Revenue budgeting is challenge for hospital pharmacy directors
Pay attention to reimbursement systems
Expense-based budgeting is traditional; it's comfortable, and it's no longer top of the evolving hospital pharmacy's radar screen.
Hospital pharmacy directors who want to remain vital to their health system's future should now meet the challenge of revenue budgeting and establish strong financial system checks and balances, an expert says.
"We have to pay attention to reimbursement systems and opportunities that might provide us with both expense reductions, as well as revenue opportunities," says Patrick E. Parker, RPh, MS, director of pharmacy and IV therapy for Lawrence Memorial Hospital in Lawrence, KS.
"Some programs have looked at outpatient functions and the potential to do outpatient-based pharmacies, including medication management programming as part of their tactic," Parker says.
This has been a very successful venue for some big organizations because it enables them to reduce health care costs, so their expenses are down, and they've been able to improve quality of care, he explains.
"Both of these pieces reduce expenses, but provide high-quality programming, as well as revenues for a particular side of the program, and that's been a win-win piece," Parker says.
On the expense side, pharmacies have done the basics, such as cutting travel and training costs, he notes.
But these might be shortsighted measures when small investments in travel and training for pharmacy staff could lead to big revenue boosts when staff return with fresh revenue-based ideas or better cost-cutting strategies, Parker suggests.
"One thing we lose sight of is what we are throwing away and why we're doing it," he says. "What is expiring and going out of date? What is our waste stream and the cost in relation to that?"
Pharmacy directors and staff traditionally are hired based on their clinical acumen and experience, but the evolving hospital pharmacy requires much more than these attributes, he adds.
"Everyone I know is having discussions with their finance departments and engendering relationships with them to better understand financing in the organization," Parker says.
For example, Lawrence Memorial Hospital's pharmacy recently had difficulty with how its billing structure maintained a Healthcare Common Procedure Coding System (HCPCS) code set, Parker says.
"Basic information for the chargemaster needed to be updated and reviewed, and we pay more attention to that now," he explains. "It's inherently dangerous to let that be handled by someone else."
If the HCPCS quantities are incorrect then a hospital could be charging more or less than it should, and those mistakes could have huge dollar impacts, he adds.
"We've built-in checkpoints in our pharmacy to reduce that risk," Parker says. "We've worked hard to build selective checkpoints, and the intent is that the bills we send out are much cleaner."

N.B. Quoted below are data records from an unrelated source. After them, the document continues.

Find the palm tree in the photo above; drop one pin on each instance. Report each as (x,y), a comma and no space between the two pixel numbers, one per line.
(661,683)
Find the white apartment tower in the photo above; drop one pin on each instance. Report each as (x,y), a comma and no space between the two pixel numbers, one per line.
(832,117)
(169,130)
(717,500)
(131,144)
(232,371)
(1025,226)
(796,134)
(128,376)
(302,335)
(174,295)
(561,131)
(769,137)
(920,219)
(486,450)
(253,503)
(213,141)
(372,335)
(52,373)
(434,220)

Without checkpoints, a pharmacy director won't know if the systems are working correctly, he says.
"The systems we're working in now are significantly more complex than they were 10 years ago," Parker explains.
Parker offers these suggestions for improving your pharmacy's financial management:
• Establish tight documentation requirements: It's very important to have strict documentation requirements at the front end, Parker says.
"You have these systems built around a clinical information system, and within that framework, you have a formulary of medications associated with it," he explains. "So you need to generate a charge with those, and the documentation of all that is a very important issue."
Pharmacy directors need to outline how they will document and what they'll administer to the patient.
"People want to know why this is on their bill, and they want proof that they were given this medication," Parker says. "Errors are inherent, although barcoding has helped with that."
But barcoding systems need to be maintained because the codes change, and if a barcode is not charging correctly, or if it's connected to the wrong product, then there's a system error, he adds.
"It's not at all uncommon for a health system to have a clinical system and different financial system, and they interface but may not match up correctly," Parker says. "If those financials don't match up correctly, and they're not maintained correctly with proper codes, then you can lose a lot of money."
It's easier and less costly to fix a problem that's quickly discovered than to do a six-month, retrospective review, seeking every incidence of error, he adds.
• Institute internal checkpoints: "You can have Chargemaster do an internal review and have the pharmacy assess the quality of those chargemasters," Parker says.
"Ten to 15 years ago, that wasn't true," he notes. "Financial folks operated independently of the pharmacy."
Now it's possible for trained pharmacy and technical staff to conduct checkpoints.
The pharmacy can run a series of daily reports that are screened as far as dollar charges and quantity charges, Parker says.
The pharmacy recently was updating the computer system with the assistance of a staff pharmacist who also is an expert in information technology. Through the pharmacist's work the department discovered a million dollar mistake, Parker says.
"It was a huge mistake simply because a factor was put in incorrectly, and it multiplied every dose by 3,500," Parker explains. "Our screening tool picked it up, by showing us how yesterday we charged X amount for this drug, but today it was charging a million dollars."
Checkpoints also provide some reassurance to health care payers.
Third-party vendors and insurance companies continually are questioning the pharmacy department to make certain products and services were appropriate, Parker says.
"If you're making changes in your electronic system right now, which everyone is, then you need to have an ongoing checkpoint," Parker says.
"The revenue cycle is a piece that is relatively new to pharmacy directors, yet it needs their attention," he says.